Die Parteien begründen ihre Haltung mit Schwierigkeiten, die in der Vergangenheit speziell beim Kantonsgerichtspräsidium II ausgemacht worden seien. Sie sprechen von permanenter Überforderung sowie Führungsproblemen. Zur Hilfestellung seien seit 2016 ständig ausserordentliche Pensen an Aushilfspersonal genehmigt worden, die gebotenen Zusatzchancen und Hilfestellungen seien aber ungenügend genutzt worden.

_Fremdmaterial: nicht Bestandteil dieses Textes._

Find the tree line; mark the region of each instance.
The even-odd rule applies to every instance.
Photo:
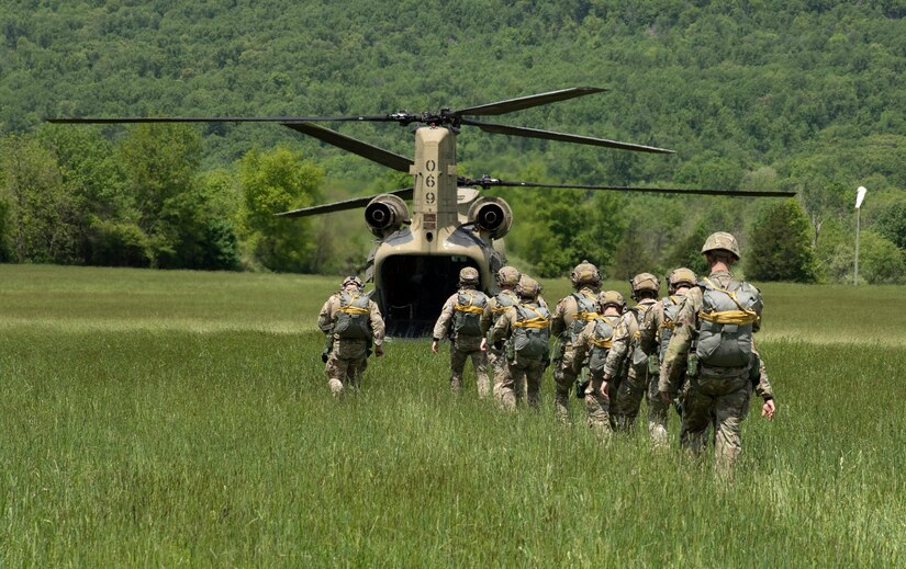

Roland Infanger selber wehrt sich vehement gegen die Vorwürfe der Parteien. «Sie sind haltlos und unbegründet – insbesondere jener der Überforderung. Wir haben in den letzten sechs Jahren über 1900 Fälle bearbeitet.» Er werde an seiner Kandidatur festhalten, so Infanger. Für ihn sei klar, dass die Parteien «offensichtlich einen unliebsamen parteilosen Richter loswerden wollen.»

Wahl in zwei Monaten

Ausser Infanger schlagen die Parteien sämtliche übrigen Amtsinhaber der Obwaldner Ober- und Kantonsgerichte zur Wiederwahl vor. Der erste Wahlgang findet am 9. Februar 2020 statt – entscheiden wird das Obwaldner Stimmvolk. Es gelangt das Mehrheitswahlverfahren zur Anwendung. Ein allfälliger zweiter Wahlgang ist für den 15. März 2020 vorgesehen.